Manim animations

Joukowsky transform

The Joukowsky map f(z) = z + 1/z applied to a circle of radius 1.08, centred at (-0.08, 0.08).

Torus twist

Dehn twist or something, I'm not a geometer.

Left Invariant Vector Fields

This probably deserves its own page. If you can't be bothered to read through the text below (which is entirely justified), skip to the bottom for another animation and a picture showing the vector field in more detail.

On a smooth (Lie) group, the left invariant vector fields are vector fields which don't change after being pushed forward by any element of the group. Under the vector field commutator, these vector fields form a Lie algebra: the Lie algebra of a Lie group, or following my own descriptive convention: the infinitesimal algebra of a smooth group. What does a left invariant vector field look like?

The top case is the U(1) case, with some arrows representing the unique (up to rescaling) left invariant vector field. The vector field is being pushed forward by rotations of π/3. It's not very interesting, but serves as a useful warmup for thinking about what is happening. Note here a possible point of confusion: the vector field is not flowing along itself, but being pushed forward by the left-translation diffeomorphism.

The bottom case is the SO(3) vector field representing infinitesimal rotations in the z-direction. The animation makes use of maps between SO(3), its matrix Lie algebra so(3), and vectors in R³, and ultimately it is the ability to identify elements of SO(3) and so(3) with 3D vectors that allows us to see the vector field. This is much more interesting as it is a non-abelian Lie group. It sits in somewhat of a sweet spot as it is not trivial like U(1), but is low dimensional enough (i.e. has real dimension < 4) that it can be visualised.

What is meant by the 'matrix Lie algebra' of a Lie algebra? If G is a matrix Lie group, then its tangent space at the identity can be identified with a linear space of matrices, and spaces of matrices have an existing product from which a commutator can be constructed. There is a bijection between left-invariant vector fields and the tangent space at any point of G, and in particular at the identity. This bijection is linear, and after equipping each space with its commutator, an isomorphism of algebras. Next we discuss these maps.

There is a linear isomorphism between vectors in R³ and so(3), which can be identified with antisymmetric matrices. The map to so(3) comes from contracting the vector with the totally antisymmetric Levi-Civita epsilon. The inverse comes from contracting the matrix on both indices with the epsilon, up to a factor which you can determine yourself.

I like to think of the map R³ to so(3) in the following way though: the cross product of two vectors u×v is linear in v, so we can see the partial evaluation of the cross product 'u×' as a linear map. Then u↦u× is the required map. I like thinking about partial evaluations of maps, and may do a page on them.

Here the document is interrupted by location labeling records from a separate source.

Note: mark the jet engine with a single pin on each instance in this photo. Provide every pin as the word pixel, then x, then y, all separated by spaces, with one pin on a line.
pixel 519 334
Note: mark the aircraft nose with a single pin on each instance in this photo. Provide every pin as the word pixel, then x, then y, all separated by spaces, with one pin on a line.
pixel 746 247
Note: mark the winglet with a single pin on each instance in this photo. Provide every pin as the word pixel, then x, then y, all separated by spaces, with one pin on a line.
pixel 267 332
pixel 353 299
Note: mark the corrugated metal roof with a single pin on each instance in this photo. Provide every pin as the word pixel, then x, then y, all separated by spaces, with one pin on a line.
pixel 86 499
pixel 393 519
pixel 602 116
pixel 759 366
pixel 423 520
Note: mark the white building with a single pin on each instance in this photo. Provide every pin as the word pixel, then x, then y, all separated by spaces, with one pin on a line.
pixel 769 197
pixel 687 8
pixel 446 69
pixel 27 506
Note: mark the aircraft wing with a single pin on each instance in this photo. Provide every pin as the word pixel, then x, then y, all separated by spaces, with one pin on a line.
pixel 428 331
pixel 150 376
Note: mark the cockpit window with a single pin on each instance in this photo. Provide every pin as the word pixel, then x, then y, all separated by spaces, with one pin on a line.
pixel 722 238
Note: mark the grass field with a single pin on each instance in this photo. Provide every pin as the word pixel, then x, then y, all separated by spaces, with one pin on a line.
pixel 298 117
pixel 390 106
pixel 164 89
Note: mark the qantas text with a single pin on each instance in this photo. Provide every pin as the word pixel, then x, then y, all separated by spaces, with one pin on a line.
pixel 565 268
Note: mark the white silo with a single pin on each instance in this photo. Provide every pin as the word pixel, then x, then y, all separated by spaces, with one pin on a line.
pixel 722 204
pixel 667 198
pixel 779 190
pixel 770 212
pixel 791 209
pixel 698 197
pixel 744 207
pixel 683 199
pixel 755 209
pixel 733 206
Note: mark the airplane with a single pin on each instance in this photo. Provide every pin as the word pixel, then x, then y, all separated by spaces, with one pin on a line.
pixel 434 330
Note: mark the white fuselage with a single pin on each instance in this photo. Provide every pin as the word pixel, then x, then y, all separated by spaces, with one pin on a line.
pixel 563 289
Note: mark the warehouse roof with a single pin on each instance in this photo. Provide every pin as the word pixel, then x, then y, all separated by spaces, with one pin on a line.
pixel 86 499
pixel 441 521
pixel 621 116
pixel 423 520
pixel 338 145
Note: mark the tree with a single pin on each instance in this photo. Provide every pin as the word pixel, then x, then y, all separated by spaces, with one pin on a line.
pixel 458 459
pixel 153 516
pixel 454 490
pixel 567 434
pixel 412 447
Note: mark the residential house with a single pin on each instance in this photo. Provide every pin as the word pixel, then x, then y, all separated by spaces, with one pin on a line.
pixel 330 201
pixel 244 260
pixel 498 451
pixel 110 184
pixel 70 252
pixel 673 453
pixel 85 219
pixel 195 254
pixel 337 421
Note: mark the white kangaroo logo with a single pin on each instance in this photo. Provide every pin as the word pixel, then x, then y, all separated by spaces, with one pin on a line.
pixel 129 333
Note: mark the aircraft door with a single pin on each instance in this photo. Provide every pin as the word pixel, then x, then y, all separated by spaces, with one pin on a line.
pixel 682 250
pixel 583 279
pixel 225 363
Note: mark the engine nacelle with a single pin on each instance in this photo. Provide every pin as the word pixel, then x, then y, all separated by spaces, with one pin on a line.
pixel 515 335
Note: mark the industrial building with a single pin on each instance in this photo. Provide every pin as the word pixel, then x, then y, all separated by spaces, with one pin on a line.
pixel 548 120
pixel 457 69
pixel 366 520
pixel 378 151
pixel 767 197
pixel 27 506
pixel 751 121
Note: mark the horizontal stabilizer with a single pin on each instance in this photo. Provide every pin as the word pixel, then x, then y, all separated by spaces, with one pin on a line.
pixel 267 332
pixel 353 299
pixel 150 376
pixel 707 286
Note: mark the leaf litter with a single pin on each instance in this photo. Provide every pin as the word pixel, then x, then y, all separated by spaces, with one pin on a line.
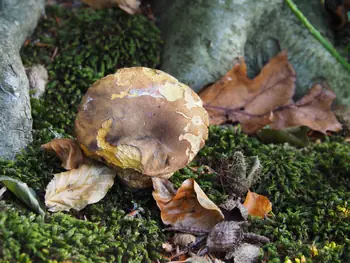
pixel 236 98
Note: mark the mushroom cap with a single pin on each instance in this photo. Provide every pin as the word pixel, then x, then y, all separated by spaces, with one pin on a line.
pixel 142 119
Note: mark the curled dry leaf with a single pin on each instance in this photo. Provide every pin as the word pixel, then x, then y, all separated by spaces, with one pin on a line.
pixel 79 187
pixel 168 247
pixel 25 193
pixel 184 239
pixel 188 207
pixel 257 205
pixel 313 111
pixel 267 99
pixel 129 6
pixel 68 151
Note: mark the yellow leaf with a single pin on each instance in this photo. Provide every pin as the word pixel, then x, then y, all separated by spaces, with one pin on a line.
pixel 188 207
pixel 129 6
pixel 67 150
pixel 257 205
pixel 79 187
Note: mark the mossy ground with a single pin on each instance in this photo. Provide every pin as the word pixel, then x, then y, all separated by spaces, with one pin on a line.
pixel 309 188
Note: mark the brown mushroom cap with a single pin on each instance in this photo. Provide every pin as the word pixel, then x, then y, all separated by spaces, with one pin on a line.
pixel 143 119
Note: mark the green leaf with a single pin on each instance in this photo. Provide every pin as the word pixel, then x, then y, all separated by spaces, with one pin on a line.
pixel 24 193
pixel 294 136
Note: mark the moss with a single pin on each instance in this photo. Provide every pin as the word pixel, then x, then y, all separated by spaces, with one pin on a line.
pixel 89 44
pixel 309 189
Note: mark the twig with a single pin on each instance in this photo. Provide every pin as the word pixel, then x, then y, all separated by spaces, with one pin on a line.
pixel 318 35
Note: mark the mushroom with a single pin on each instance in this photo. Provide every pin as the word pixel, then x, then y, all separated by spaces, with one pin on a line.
pixel 143 122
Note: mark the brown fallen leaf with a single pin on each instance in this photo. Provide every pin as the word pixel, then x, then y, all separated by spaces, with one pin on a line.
pixel 313 110
pixel 206 169
pixel 268 99
pixel 257 205
pixel 68 151
pixel 129 6
pixel 186 207
pixel 77 188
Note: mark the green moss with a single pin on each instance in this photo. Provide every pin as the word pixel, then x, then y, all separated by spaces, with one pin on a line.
pixel 309 189
pixel 89 44
pixel 32 238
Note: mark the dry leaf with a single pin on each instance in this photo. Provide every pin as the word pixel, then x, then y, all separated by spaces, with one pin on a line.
pixel 184 240
pixel 129 6
pixel 313 111
pixel 198 259
pixel 188 207
pixel 79 187
pixel 257 205
pixel 267 99
pixel 168 247
pixel 68 151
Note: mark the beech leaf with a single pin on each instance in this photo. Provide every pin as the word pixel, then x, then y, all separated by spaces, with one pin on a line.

From an so(3) matrix, we get an SO(3) matrix via matrix exponentiation. From an SO(3) matrix, we get a vector via the axis-angle map. If R∈SO(3) is a rotation by θ about a normalised axis n, then R↦θn, and this is an inverse to the matrix exponentiation after identifying R³ and so(3). But θ is not unique. To ensure we get a unique inverse, we restrict θ to the range [0, π]. This is a choice of a branch of logarithm for the exponential map.

Now, an explanation of what the animation shows. The points on the filled ball are elements of SO(3) under the axis-angle map. Calling the vector field ξ, at each point R on the ball we assign a vector in the tangent space at that point ξ(R). This is achieved by pushing forward ξ(I), where I is the identity in SO(3), by the left-translation diffeomorphism L_R. Since these are both matrices, we get ξ(R)=Rξ(I). We can't immediately associate a vector to this matrix, but we can if we apply R^-1 to the other side. Calling the map from so(3) → R³ T, the 3D vector is v(R) = T(ξ(R)R^-1).

Left invariance means that after pushing forward the vector field by any element of the group, the vector field will be unchanged. For these animations, this means that if we have an assignment of arrows to each point (here we can only do a finite selection), then after each pushforward we get back the same assignment of arrows.

Note, when the arrows move from the top of the sphere to the bottom, ideally the arrows would continue upward through the boundary of the sphere and reappear at the bottom via the identification of antipodal points, but I haven't yet figured out how best to animate this :(.

The vector field must be invariant after pushing by any rotation. Here it is being pushed forward by rotations about the x-axis.

And here is the vector field, plotted on a half plane y = 0, x > 0. This is all that's needed to get a general picture due to axisymmetry of the vector field. You'll need to deduce whether the arrows point into or out of the y = 0 plane from the animations, by conjugating, or by thinking about what a tiny rotation about z looks like from the point of view of someone who sees the sphere rotated by R relative to you.